Kenichi Horisawa was born in Tochigi prefecture, Japan, and graduated from University of Tsukuba in 1997. After 2 years in a scientific publishing company, he entered the Graduate School of Science and Technology, Keio University, and received his Ph.D. degree under the supervision of Prof. Hiroshi Yanagawa in 2005. He worked as a postdoctoral fellow in Prof. Hiroshi Yanagawa’s laboratory from 2005 to 2010, and as an Assistant Professor in Prof. Nobuhide Doi’s laboratory from 2010 to 2013 in the Faculty of Science and Technology, Keio University. In 2013, he joined Prof. Atsushi Suzuki’s laboratory at the Medical Institute of Bioregulation, Kyushu University, as an Assistant Professor. His research interests are molecular mechanisms for the regeneration and direct reprogramming of hepatic cells, primarily on the molecular function and behavior of the master transcription factors for hepatic development.
Atsushi Suzuki was born in Gunma prefecture, Japan, in 1974 and graduated from Tohoku University in 1998. Then, he moved to University of Tsukuba with an aim to contribute to the development of innovative medicine using the knowledge and experience obtained from the study of basic biology. Subsequently, he succeeded in the prospective isolation of hepatic stem cells from the developing mouse liver and unraveled the mechanisms controlling the properties of hepatic stem cells during liver development. He made his Ph.D. thesis defense in the summer of 2002 and then spent time at the Salk Institute for Biological Studies, San Diego, U.S.A., to learn novel experimental techniques. After being awarded his Ph.D. from University of Tsukuba in March 2003, he continued his work at the Salk Institute until returning to RIKEN/CDB in Japan in 2005. Two and half years later, he moved to Kyushu University to join the tenure track program of “Kyushu University Research Superstar Program (SSP)” and became a principal investigator in his own laboratory.
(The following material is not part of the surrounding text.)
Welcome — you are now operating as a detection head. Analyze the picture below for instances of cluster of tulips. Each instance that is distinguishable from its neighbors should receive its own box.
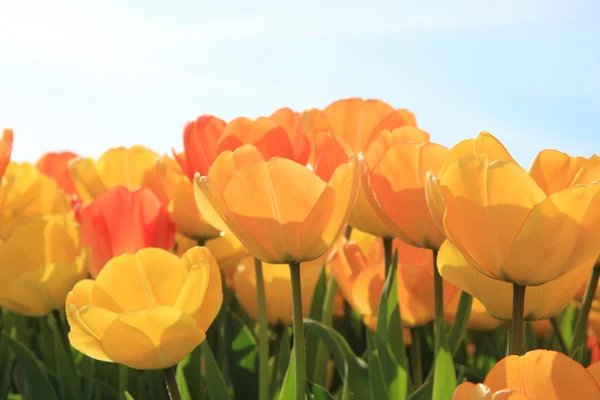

In that time, he decided to start new research projects, and finally succeeded in the induction of direct conversion of skin-derived fibroblasts to hepatocytes using defined transcription factors. He subsequently became an Associate Professor in 2011 and then Professor at Kyushu University in 2013. His ongoing studies are focused on not only liver development, regeneration, and diseases but also the determination and conversion of the fate of cells in various digestive organs, with the hope that these will provide new insights into therapies for diseases in organs of the digestive system.